Actually, that’s not the case. This process is not only used for recovering data after mistakes. When you need to scale up, i.e., when you need to add more standby databases to increase the system’s read capacity, the common practice is also to use full backups combined with applying binlogs. This “inconsistency” can lead to inconsistencies between the primary and secondary databases.

In summary, the redo log and binlog can both be used to represent the commit status of transactions, and the two-phase commit ensures logical consistency between these two states.

Conclusion #

Today, I introduced the two most important logs in MySQL, namely the physical log, redo log, and the logical log, binlog.

The redo log is used to ensure crash-safe capability. When the parameter innodb_flush_log_at_trx_commit is set to 1, it means that the redo log of each transaction is directly persisted to disk. I recommend setting this parameter to 1 so that data is not lost after an abnormal restart of MySQL.

When the parameter sync_binlog is set to 1, it means that the binlog of each transaction is persisted to disk. I also recommend setting this parameter to 1 to ensure that the binlog is not lost after an abnormal restart of MySQL.

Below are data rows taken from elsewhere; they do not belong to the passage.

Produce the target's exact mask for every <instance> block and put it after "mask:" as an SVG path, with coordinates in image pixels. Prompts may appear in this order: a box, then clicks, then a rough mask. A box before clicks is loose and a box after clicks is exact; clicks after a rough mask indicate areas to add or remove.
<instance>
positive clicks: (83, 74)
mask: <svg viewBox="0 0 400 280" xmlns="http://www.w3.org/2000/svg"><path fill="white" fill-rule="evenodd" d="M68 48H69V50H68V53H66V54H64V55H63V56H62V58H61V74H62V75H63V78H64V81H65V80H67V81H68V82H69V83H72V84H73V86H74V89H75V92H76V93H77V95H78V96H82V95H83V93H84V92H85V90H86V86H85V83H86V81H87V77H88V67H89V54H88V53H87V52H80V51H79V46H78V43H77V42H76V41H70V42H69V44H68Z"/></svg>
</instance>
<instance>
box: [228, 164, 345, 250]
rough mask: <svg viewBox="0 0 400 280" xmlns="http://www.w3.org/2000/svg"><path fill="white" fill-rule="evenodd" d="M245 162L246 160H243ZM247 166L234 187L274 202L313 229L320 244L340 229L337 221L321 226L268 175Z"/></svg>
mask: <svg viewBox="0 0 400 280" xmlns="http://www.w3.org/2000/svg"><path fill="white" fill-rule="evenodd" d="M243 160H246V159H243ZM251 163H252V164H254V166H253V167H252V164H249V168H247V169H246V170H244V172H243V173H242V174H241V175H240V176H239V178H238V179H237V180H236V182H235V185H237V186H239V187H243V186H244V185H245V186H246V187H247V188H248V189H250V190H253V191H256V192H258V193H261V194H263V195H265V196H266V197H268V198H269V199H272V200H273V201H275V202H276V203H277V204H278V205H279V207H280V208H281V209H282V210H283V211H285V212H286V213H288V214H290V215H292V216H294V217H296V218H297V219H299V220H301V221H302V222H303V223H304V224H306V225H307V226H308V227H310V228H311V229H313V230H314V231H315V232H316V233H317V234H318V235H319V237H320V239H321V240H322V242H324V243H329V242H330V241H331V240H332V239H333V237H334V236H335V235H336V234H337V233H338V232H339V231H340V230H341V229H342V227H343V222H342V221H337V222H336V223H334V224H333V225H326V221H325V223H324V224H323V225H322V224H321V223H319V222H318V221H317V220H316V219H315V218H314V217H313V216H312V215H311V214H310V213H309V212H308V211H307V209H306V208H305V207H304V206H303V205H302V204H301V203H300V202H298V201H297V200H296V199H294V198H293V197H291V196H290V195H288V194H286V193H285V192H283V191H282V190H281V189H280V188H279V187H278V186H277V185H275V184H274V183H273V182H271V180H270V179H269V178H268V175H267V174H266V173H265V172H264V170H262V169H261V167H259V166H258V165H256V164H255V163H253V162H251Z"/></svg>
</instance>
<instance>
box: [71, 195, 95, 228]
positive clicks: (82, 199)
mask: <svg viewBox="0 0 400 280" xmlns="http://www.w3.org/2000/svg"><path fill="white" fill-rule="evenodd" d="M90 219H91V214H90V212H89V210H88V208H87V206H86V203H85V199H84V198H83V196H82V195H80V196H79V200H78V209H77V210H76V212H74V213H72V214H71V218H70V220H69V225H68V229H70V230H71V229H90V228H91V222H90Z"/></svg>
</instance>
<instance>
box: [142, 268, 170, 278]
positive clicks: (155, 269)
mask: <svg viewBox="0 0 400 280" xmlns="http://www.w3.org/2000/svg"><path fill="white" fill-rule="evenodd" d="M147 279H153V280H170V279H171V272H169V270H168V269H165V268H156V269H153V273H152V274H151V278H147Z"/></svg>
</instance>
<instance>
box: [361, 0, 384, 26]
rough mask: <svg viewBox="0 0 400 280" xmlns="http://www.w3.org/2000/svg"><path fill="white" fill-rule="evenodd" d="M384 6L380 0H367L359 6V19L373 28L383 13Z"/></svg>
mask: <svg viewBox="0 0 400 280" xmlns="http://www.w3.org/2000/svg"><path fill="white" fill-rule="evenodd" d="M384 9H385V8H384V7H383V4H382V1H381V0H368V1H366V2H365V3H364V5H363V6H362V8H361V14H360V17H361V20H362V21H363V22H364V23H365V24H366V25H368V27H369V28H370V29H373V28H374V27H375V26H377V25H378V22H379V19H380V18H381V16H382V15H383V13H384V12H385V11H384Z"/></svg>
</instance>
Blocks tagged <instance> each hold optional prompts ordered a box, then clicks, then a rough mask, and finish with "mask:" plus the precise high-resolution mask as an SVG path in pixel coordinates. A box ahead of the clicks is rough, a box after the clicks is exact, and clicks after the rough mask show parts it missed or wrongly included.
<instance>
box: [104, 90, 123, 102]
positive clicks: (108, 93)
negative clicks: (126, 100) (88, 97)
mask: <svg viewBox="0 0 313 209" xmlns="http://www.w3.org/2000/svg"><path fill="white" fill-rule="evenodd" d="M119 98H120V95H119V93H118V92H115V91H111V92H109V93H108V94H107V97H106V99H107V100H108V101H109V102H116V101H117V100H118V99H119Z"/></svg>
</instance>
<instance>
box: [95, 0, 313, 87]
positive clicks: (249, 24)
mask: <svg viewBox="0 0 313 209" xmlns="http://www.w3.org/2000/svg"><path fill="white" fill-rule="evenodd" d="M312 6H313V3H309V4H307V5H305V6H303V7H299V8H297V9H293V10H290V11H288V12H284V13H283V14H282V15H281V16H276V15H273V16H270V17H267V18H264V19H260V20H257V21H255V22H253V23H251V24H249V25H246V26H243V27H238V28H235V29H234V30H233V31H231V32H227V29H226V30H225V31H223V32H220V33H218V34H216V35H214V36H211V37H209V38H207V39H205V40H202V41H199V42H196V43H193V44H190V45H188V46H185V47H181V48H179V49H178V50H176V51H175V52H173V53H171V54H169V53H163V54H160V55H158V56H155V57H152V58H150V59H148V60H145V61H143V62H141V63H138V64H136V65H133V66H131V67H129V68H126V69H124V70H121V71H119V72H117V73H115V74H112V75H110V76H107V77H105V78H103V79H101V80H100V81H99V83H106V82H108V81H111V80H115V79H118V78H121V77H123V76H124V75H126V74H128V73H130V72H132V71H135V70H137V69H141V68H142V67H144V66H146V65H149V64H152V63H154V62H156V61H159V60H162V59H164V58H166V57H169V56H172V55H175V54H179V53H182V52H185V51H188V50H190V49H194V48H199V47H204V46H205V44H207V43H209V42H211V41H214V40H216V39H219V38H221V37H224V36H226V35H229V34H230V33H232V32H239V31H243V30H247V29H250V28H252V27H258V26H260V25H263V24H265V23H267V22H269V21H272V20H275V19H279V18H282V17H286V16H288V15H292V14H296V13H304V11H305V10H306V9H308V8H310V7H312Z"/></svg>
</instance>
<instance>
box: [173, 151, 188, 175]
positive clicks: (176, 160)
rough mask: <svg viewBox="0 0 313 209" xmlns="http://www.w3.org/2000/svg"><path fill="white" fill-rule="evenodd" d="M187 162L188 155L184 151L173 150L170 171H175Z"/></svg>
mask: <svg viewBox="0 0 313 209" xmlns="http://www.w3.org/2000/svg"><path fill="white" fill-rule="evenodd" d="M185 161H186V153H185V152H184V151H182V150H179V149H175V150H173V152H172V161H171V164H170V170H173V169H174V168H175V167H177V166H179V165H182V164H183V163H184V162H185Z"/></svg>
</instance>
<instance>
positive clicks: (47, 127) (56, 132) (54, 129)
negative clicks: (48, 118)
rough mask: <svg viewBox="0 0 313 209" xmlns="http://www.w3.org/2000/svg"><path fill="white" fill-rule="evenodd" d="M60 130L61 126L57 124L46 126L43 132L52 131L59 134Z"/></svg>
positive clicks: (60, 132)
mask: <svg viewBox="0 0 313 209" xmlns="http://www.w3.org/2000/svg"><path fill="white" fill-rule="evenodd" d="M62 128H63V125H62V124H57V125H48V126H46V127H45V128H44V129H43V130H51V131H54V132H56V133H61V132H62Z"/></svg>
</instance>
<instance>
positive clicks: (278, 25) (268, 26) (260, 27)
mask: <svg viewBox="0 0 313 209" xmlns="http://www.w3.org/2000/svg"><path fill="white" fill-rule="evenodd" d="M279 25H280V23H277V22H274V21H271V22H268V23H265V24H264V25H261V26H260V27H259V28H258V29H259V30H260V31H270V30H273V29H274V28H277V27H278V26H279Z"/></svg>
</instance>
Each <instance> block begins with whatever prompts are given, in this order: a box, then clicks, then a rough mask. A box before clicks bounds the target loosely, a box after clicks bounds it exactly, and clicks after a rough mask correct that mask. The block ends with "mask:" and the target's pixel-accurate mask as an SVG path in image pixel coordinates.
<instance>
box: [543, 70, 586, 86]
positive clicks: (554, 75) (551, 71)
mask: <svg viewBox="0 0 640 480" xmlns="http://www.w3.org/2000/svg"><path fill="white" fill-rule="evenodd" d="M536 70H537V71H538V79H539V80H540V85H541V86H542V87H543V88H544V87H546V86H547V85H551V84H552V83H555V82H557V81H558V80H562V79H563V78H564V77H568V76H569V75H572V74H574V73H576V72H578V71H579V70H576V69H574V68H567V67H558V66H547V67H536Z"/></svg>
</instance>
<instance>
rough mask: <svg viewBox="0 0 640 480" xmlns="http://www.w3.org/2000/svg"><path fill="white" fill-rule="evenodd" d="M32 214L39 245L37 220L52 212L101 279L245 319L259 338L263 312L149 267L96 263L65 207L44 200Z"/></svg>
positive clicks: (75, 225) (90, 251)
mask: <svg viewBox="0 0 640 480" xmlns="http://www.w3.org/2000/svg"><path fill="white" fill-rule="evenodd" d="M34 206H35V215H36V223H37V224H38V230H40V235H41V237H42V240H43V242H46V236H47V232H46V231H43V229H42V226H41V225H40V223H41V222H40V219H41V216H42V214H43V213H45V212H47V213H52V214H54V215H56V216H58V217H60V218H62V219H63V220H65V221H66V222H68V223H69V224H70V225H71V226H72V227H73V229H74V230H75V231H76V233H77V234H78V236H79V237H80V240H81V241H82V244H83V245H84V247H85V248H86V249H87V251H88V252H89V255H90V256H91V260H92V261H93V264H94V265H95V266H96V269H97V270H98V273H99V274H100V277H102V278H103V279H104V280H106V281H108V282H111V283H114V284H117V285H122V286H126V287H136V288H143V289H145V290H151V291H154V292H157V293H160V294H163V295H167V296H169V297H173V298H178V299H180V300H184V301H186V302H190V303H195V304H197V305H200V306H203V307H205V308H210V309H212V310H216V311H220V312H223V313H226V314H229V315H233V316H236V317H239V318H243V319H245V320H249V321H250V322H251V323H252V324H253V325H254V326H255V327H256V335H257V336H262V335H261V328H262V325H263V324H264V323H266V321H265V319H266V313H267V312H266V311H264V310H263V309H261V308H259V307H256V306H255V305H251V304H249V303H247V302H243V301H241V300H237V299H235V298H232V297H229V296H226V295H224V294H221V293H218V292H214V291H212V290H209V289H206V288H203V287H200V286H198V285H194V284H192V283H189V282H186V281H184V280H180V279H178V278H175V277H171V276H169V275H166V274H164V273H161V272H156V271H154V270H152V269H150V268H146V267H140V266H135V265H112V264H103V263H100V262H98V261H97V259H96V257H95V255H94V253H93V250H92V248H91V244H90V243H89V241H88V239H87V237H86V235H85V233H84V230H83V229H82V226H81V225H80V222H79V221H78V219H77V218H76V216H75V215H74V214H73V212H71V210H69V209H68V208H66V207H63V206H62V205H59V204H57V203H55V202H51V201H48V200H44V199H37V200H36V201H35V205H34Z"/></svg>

I also introduced “two-phase commit,” which is closely related to the MySQL logging system. Two-phase commit is a commonly used solution for maintaining data logical consistency across systems. Even if you are not involved in database kernel development, you may encounter it in your daily development.

Finally, I’ll leave you with a thought-provoking question. Earlier, I mentioned that the backup period for periodic full backups “depends on the system’s importance, some are taken daily, and some are taken weekly.” In what scenarios would a daily backup be more advantageous than a weekly backup? Or in other words, which metric of this database system does it affect?